Attorneys and advocates have used billboards, radio ads, and flyers to spread the word about walk-in clinics where former offenders can get free help reducing their records. Organizers have gone door to door, looking for eligible felons at methadone clinics, veteran support centers, and homeless shelters. Even Uber has jumped on board, notifying wannabe drivers with felony records how to change their criminal histories so they can work for the company.

Some public defenders’ offices have been holding weekly walk-in sessions for record changes. At the Clean Slate Clinic in San Francisco, there was a spike of expungement-seekers after Donald Trump was elected—immigrants came in droves, worried their criminal records could get them deported, says a San Francisco County deputy public defender, Simin Shamji, who oversees the clinic. Outside her office one recent morning, cardboard boxes were filled with handwritten applications for record changes. Just about every seat in the waiting room was occupied, as a single attorney called people back one at a time to go over their rap sheets.

These clinics help people like Rochelle Solombrino, whose record was riddled with several felonies, including two for drug possession; a misdemeanor; a drunken, high-speed car chase; and a stint in prison. She had gone from Skid Row in Los Angeles to a recovery center in San Pedro, where she sobered up and was eventually offered a job. Five years later, after she was promoted to operations coordinator, the center applied for a government contract from the county and was informed it wouldn’t qualify if anyone on staff had a felony record. Solombrino’s history made it impossible for her to secure Section 8 housing, and it interfered with her plans to get custody of her niece, who was in foster care. At a record-change fair in Los Angeles, she used Proposition 47 to clear away her felonies and keep her job. “My past is really my past now,” the 51-year-old says.

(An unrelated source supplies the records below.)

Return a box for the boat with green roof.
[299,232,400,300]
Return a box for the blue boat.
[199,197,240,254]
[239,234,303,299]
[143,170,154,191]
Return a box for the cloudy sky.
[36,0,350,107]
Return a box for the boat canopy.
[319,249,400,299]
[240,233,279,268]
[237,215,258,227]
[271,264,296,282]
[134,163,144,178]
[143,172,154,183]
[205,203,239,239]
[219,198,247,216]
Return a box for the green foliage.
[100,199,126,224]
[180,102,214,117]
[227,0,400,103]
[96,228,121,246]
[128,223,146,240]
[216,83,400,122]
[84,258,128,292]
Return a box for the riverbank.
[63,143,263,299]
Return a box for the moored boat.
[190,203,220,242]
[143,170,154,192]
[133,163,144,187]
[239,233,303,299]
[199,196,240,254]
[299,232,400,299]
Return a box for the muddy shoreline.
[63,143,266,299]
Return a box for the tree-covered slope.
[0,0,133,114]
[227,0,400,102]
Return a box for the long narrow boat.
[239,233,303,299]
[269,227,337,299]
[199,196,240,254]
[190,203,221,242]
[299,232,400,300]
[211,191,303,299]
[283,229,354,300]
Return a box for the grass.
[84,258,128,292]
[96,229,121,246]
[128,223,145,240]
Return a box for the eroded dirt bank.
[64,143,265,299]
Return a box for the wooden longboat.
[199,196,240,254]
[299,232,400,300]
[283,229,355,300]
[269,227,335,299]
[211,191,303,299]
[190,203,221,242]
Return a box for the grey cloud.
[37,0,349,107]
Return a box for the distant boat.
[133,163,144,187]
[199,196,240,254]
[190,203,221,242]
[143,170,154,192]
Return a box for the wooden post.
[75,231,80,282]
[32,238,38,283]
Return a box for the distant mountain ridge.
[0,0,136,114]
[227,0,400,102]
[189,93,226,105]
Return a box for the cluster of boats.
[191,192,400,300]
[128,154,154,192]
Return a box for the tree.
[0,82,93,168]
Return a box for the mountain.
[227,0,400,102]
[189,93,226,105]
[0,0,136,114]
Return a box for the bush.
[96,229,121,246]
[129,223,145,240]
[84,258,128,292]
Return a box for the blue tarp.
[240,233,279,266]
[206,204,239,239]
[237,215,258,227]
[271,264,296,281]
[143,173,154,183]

But the new reforms aren’t without flaws. Some former offenders can’t afford to pay the roughly $50 fee for their state rap sheet. And once they secure their records, “you need a Ph.D. to figure it out,” says Shamji.

Like its prison population, the majority of the country’s former offenders are black or Latino. Advocates of clean slate efforts see their work as an extension of the civil rights movement. “There is a real parallel in terms of, ‘Listen, the law has changed and this is now an opportunity for you to participate fully in society,'” says Anderson. “If people get their records clean, they can be resurrected from that person they were,” says White. “If you keep making them half-citizens, that’s all they’re ever going to be.” The parallels to the civil rights movement are even more acute in states such as Florida that bar former felons from voting.

It’s too soon to tell if California will inspire like-minded legislation nationally, but advocates are hopeful. Idaho, Oregon, and West Virginia have all passed laws allowing people to reduce prior felony offenses to misdemeanors. A New York state senator introduced a similar bill this year, and lawmakers in a handful of other states are drafting proposals to do the same. “People have learned from what worked in California,” says Jolene Forman, a staff attorney at the Drug Policy Alliance.

White, for her part, went to a record-change clinic in Stockton after her housing application was denied. After getting some of the felonies wiped from her file, she was approved for subsidized senior housing earlier this year. “I absolutely love it,” she says, taking out a key to unlock her apartment. Inside, afternoon light casts a glow through the living-room window. A couple of weeks after moving in, she still needs to furnish the space, which is filled with little more than some unpacked boxes, a bed, a wooden dresser, and a red teakettle in the kitchen. “It’s not very big,” she says, “but it’s mine. And it’s a blessing.”